Il professore era arrivato all’ultimo esercizio, il limite di una serie. Anna riusciva a seguire appena i passaggi, confusa dai suoi pensieri. Quando finalmente la lezione finì, lei scattò in piedi, la borsa pronta da tempo, si fiondò fuori dall’aula, saltò sulla bici e partì a velocità folle. Non vedeva l’ora di essere a casa e di scopare, finalmente. A quella velocità non aveva mai preso il pavé, la bici tremava parecchio e non era il lamento sempre più insistente del parafango a sconvolgerla, quanto il formicolio sempre più invadente che il contatto con la sella le provocava. Inforcare via Dante, asfaltata, fu un sollievo: che figura ci avrebbe fatto a cadere dalla bici per un orgasmo. Sorrise al pensiero.
Posò la bici in giardino, al diavolo il lucchetto, salì le scale correndo. Varcò la soglia di casa a otto minuti esatti dalla partenza, un record. Ma a che prezzo. Si guardò allo specchio in ingresso: ansimante, paonazza in viso e con i capelli lucidi di sudore. Tutto sommato presentabile, però.
La casa come previsto era vuota, il lunedì sia Valeria che Lucia avevano lezione fino alle quattro. Posò le chiavi sulla mensola in corridoio e si stava cambiando le scarpe quando suonarono alla porta. Agitata corse con una scarpa e una ciabatta al citofono e senza nemmeno domandare chi fosse fece aprire il cancello esterno e si affacciò alla porta, lo sguardo ansioso rivolto alla rampa di scale.
Paolo arrivò finalmente facendo i gradini a due a due. Si sorrisero, improvvisamente intimiditi dal rivedersi per la seconda volta in quel contesto.
-Ciao!- salutò Anna.
-Eilà!- rispose lui -credevo non mi avresti badato, o meglio, credevo che mi avresti mandato a quel paese-, rise Paolo.

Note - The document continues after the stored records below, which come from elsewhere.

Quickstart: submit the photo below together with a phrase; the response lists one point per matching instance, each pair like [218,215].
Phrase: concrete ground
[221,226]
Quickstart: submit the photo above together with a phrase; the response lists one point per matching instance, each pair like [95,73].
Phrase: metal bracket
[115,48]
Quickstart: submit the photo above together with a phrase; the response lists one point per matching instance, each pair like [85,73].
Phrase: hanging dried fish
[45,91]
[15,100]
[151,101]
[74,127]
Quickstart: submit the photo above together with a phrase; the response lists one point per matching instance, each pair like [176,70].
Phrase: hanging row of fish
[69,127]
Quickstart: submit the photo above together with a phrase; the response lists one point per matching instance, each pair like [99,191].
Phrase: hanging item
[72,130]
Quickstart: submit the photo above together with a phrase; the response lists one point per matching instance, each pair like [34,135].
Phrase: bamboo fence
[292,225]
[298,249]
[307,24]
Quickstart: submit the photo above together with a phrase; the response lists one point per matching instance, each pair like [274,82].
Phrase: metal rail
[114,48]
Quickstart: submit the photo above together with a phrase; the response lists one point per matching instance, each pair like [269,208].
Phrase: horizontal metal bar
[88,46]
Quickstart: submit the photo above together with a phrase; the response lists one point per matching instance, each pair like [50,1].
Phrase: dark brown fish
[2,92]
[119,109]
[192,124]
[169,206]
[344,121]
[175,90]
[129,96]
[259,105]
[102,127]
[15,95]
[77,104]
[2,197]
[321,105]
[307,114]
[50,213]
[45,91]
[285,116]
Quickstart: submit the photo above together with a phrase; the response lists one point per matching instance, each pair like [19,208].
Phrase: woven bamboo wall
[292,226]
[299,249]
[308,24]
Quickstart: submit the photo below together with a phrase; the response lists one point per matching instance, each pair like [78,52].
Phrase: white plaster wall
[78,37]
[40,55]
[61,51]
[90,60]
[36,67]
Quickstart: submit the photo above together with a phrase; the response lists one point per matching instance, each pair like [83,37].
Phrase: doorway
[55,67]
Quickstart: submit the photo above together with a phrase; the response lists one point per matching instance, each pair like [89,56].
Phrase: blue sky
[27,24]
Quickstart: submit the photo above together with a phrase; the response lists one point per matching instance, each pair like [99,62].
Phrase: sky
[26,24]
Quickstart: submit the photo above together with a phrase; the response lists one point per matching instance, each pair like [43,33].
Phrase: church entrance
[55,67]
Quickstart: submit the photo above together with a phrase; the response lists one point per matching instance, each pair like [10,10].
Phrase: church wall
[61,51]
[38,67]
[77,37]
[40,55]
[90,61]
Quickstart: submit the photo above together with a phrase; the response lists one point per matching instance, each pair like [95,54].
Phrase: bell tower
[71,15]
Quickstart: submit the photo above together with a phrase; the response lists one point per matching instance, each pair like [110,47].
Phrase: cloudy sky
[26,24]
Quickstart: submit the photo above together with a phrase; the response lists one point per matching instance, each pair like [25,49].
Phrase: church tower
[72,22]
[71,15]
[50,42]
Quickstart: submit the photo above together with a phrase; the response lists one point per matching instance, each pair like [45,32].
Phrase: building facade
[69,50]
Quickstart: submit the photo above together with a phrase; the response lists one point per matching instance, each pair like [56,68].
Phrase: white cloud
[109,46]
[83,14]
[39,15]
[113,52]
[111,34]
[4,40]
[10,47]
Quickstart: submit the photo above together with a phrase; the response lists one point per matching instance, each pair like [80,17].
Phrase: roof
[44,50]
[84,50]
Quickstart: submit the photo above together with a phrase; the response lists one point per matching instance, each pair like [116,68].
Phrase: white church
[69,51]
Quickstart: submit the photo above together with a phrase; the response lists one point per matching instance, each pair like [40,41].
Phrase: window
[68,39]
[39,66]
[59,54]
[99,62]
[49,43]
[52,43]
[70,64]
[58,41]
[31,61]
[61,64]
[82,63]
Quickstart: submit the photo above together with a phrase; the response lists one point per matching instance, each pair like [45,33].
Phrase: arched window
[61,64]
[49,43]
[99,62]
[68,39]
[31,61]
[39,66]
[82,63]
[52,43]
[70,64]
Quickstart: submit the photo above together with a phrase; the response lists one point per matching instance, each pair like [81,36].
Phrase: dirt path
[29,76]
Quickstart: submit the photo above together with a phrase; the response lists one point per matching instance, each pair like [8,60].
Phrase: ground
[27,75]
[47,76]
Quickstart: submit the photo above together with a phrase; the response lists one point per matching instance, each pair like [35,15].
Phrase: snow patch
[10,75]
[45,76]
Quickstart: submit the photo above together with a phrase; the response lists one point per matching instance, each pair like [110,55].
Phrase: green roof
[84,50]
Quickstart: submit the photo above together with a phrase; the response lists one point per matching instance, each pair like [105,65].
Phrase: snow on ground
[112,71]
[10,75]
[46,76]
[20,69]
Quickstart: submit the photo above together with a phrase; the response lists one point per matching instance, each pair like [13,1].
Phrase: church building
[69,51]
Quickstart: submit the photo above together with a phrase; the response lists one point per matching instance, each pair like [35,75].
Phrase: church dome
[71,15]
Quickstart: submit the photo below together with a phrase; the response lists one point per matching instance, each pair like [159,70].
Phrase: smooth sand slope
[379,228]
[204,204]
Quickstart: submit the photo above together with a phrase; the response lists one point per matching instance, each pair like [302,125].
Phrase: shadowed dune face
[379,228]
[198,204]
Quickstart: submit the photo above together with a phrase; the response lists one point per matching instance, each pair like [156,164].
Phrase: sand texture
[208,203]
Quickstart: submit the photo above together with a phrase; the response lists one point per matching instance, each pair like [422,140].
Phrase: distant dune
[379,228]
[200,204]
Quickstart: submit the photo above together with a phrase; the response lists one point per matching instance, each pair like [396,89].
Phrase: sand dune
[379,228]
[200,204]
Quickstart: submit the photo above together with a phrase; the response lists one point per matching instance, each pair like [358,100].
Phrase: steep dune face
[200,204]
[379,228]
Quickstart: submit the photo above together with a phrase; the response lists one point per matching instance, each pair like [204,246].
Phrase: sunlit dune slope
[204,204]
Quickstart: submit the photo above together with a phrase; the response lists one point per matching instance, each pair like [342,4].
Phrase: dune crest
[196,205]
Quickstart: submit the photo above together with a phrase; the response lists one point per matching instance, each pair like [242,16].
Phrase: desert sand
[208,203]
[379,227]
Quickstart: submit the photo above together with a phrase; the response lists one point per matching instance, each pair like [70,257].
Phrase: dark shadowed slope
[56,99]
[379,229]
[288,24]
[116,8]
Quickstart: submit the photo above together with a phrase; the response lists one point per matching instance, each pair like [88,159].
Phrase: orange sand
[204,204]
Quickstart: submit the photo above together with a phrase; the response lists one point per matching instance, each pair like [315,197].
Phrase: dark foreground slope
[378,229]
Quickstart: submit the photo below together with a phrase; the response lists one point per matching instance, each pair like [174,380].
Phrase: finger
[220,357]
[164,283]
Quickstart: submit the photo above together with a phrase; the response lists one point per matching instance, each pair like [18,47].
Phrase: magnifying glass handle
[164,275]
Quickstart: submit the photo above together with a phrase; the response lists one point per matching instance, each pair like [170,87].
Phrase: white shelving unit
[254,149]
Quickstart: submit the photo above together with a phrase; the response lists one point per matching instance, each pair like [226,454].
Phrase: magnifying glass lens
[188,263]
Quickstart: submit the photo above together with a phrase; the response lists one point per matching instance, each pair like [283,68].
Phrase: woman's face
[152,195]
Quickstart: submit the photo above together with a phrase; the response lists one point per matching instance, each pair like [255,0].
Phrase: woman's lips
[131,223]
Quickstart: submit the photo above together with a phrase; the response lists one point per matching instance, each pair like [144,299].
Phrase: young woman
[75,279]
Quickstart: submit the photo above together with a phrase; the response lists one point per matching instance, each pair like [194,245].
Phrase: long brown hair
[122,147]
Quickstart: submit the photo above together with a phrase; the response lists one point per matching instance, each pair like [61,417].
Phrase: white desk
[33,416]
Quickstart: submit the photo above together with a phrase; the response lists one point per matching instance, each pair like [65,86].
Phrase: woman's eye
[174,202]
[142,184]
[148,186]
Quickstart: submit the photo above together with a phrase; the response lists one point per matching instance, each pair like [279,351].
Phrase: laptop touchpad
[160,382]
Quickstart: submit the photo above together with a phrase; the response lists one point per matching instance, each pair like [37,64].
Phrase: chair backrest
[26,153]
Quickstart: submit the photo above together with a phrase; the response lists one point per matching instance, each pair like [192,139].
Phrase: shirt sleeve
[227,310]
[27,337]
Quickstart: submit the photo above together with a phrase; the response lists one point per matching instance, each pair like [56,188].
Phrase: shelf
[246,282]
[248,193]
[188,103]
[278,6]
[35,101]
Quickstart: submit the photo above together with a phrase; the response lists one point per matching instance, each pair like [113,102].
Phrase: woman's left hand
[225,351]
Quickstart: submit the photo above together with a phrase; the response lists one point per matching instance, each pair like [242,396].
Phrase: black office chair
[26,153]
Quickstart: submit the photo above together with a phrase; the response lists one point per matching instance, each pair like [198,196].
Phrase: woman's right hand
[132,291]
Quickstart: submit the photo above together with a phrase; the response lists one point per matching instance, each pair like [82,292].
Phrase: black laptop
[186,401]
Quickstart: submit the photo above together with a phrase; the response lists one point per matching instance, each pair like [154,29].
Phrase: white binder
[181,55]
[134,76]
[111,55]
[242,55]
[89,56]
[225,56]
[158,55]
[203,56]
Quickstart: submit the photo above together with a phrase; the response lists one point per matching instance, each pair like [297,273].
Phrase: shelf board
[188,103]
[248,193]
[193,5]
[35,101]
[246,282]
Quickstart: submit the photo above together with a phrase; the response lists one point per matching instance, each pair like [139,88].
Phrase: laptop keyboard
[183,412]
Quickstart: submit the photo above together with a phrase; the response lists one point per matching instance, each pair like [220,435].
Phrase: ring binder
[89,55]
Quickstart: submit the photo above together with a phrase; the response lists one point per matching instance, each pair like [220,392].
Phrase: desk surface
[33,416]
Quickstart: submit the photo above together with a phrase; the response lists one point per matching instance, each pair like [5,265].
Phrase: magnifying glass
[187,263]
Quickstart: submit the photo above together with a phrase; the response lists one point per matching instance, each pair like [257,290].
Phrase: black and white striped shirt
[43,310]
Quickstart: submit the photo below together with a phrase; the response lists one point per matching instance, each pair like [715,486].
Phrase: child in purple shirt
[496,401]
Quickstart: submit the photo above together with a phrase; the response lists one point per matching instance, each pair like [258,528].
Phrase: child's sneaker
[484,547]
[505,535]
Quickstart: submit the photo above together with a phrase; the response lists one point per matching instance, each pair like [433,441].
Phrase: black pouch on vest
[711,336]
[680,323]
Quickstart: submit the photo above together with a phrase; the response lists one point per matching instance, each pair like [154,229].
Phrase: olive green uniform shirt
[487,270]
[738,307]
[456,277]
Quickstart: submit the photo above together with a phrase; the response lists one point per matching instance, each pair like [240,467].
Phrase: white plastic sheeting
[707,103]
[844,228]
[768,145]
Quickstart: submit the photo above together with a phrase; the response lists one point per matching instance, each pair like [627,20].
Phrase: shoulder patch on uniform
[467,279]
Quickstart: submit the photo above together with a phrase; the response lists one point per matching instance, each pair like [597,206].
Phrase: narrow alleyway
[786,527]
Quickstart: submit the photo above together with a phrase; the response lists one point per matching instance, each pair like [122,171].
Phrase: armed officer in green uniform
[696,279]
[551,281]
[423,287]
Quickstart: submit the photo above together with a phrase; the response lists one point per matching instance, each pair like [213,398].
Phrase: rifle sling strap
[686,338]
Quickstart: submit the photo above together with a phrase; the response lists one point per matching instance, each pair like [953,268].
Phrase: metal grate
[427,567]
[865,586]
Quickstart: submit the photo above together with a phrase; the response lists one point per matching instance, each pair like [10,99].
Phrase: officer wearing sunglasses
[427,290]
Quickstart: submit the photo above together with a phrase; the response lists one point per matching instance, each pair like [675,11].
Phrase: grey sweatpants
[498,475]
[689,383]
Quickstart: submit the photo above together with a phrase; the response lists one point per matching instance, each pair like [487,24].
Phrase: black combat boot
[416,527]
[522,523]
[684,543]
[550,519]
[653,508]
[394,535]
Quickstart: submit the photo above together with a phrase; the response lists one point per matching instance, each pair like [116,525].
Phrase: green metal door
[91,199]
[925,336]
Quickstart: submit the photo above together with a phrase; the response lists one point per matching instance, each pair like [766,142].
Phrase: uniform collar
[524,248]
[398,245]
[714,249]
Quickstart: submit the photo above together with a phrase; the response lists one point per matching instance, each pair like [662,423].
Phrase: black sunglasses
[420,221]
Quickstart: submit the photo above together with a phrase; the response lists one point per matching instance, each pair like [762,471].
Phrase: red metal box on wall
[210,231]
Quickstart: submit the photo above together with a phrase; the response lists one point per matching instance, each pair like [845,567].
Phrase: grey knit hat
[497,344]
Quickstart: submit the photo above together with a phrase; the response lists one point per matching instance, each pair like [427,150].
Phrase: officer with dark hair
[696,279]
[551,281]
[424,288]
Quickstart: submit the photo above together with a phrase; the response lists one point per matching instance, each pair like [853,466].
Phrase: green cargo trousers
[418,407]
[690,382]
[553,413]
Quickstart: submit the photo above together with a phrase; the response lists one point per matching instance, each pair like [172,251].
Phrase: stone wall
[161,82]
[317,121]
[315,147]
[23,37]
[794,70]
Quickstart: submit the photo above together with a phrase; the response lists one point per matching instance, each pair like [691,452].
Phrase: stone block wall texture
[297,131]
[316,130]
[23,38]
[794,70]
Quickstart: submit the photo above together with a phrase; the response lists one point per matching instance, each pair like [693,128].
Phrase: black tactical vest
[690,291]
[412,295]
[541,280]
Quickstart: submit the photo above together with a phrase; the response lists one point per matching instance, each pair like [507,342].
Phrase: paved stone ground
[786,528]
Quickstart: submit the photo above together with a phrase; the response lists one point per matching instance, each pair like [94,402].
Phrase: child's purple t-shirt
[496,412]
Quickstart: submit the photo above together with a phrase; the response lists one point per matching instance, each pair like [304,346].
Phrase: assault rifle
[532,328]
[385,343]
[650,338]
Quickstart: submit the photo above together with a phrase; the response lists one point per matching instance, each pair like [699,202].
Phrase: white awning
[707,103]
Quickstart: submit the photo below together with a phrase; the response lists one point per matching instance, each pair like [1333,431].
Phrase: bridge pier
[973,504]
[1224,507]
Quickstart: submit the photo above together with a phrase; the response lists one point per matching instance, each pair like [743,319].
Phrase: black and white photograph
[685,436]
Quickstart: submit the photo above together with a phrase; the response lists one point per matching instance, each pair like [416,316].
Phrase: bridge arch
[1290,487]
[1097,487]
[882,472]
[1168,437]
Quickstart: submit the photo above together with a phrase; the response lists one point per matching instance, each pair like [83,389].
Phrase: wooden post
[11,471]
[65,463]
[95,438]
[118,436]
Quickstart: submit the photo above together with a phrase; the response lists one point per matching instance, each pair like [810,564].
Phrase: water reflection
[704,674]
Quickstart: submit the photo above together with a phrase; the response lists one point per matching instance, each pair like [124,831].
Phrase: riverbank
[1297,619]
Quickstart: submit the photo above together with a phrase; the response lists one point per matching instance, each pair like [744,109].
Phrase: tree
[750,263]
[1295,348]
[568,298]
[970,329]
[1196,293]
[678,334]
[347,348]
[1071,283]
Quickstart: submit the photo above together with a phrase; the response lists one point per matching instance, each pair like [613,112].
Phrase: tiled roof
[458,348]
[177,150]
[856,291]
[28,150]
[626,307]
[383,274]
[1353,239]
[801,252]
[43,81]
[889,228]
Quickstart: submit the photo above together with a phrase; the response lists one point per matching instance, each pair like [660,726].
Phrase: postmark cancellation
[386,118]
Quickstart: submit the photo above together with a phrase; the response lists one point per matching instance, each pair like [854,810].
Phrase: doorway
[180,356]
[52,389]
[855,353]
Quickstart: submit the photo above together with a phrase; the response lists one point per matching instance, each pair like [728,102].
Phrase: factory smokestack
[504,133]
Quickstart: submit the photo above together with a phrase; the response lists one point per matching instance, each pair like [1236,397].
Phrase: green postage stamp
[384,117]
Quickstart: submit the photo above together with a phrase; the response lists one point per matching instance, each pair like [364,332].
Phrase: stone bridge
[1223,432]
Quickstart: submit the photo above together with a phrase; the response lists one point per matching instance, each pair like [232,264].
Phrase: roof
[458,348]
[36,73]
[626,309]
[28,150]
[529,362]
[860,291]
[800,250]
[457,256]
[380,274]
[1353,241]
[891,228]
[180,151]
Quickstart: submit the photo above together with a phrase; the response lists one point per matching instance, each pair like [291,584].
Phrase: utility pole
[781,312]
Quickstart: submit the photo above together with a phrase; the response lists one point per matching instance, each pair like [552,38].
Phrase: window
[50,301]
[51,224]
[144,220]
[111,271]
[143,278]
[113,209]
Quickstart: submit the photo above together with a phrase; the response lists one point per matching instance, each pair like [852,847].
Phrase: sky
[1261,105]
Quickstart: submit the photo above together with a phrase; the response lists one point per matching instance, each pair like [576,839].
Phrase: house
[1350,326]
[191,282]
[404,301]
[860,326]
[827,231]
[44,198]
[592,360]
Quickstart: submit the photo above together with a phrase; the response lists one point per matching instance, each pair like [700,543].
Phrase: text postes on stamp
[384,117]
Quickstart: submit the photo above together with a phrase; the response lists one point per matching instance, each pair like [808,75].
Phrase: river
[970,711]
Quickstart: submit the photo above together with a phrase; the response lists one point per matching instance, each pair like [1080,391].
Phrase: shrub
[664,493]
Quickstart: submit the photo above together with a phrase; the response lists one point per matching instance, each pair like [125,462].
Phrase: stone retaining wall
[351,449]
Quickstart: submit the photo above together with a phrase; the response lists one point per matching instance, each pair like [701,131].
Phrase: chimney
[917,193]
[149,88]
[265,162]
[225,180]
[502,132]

-Mmm, dici? Imparerai che non amo le cose lasciate in sospeso-, continuò allungando una mano sul pacco del ragazzo, tanto per rompere l’imbarazzo, e spingendo la porta con l’altra.
-Ma hai corso?- osservò Paolo squadrando Anna -Sei tutta sudata… ehi! Che fai?- chiese spostandole una ciocca di capelli dietro l’orecchio.
-Niente!- rispose calcando un po’ di più la mano e sentendo che qualcosa si stava svegliando -Sì, ho corso un pochino, avevo fretta, tu no?- si informò curiosa.
-Un pochino- disse prendendola in giro -è una settimana che ti immagino… –
-Sì, mi immagini, si dice così adesso… mica servono le mani per immaginami-. Paolo non raccolse la provocazione.
-Senti qua in che condizioni sei, se avessi saputo di fare questo effetto alle ragazze… – notò lui infilando una mano dentro gli slip di Anna.
-Mica sei tu! È tutta colpa della bicicletta- rispose lei mentre gli infilava la lingua in bocca.
-Della bicicletta?- chiese sorpreso rispondendo al bacio.
-Sì, prima ho preso il pavé a tutta velocità! Sai, le vibrazioni… sono quasi venuta… aaah… mica vorrai iniziare qui?-
-È libera la camera? Dai, andiamo di là.-
-Sì, oggi Valeria e Lucia sono via fino alle quattro.-
Senza riuscire a staccarsi si avviarono verso la camera.